HivemunkCrawler

HivemunkCrawler is the web crawler operated by hivemunk. It visits publicly available beekeeping-related business websites to help build a directory and product index for beekeeping supplies. The purpose of the crawler is to help beekeepers find equipment, compare availability and prices across sellers, and discover beekeeping supply businesses they may not already know about. HivemunkCrawler is focused on beekeeping businesses and beekeeping equipment. It is not a general-purpose web crawler.

User agent

HivemunkCrawler identifies itself with the following user agent:

HivemunkCrawler/1.0 (+https://hivemunk.com/crawler)

The URL in the user agent points to this page so website owners can understand why the crawler visited their site and how to contact hivemunk.

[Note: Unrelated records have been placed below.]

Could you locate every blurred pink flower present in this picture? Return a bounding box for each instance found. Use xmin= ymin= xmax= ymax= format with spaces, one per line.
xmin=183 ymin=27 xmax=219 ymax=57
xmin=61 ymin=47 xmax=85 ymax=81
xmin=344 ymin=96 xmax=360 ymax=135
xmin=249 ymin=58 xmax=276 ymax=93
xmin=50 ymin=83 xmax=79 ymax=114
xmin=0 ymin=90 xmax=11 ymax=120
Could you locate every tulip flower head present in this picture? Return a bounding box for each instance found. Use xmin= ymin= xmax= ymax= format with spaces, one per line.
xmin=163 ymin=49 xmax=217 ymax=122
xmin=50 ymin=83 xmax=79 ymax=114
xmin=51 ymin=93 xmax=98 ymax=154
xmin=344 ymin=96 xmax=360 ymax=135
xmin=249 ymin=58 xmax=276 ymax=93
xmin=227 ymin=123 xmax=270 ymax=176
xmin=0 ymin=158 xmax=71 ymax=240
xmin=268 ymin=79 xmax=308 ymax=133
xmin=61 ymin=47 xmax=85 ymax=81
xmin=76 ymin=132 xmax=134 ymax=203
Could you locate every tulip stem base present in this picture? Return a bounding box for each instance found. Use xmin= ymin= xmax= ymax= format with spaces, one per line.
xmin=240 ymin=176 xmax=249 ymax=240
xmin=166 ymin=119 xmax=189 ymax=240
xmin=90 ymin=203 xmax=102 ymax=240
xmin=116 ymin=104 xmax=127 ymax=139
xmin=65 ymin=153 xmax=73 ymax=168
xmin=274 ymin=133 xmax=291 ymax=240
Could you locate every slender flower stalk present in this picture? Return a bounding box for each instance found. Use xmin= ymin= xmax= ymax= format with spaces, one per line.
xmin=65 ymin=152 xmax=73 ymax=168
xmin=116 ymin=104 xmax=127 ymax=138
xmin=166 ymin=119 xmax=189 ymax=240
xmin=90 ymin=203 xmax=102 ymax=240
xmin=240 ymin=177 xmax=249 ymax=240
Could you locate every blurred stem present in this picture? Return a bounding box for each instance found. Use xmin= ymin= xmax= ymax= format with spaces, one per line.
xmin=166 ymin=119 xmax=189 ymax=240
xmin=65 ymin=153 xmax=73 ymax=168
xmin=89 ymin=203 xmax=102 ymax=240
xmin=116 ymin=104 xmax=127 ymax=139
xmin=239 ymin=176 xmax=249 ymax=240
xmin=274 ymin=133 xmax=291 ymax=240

Why HivemunkCrawler visits websites

HivemunkCrawler visits websites for a few related purposes:

Business discovery
To identify businesses that may be relevant to beekeepers, including beekeeping supply stores, honey producers, farm stores, beekeeper associations, and related organizations.
Business verification
To determine whether a discovered website is actually relevant to beekeeping, whether it sells physical products, and whether it appears to be a business that should be included in the hivemunk directory.
Directory building
To collect limited business-level information such as website URL, business type, public address, and general product focus.
Product indexing
When crawling appears to be allowed, to collect limited product-level information from beekeeping supply websites so beekeepers can search and compare products across sellers.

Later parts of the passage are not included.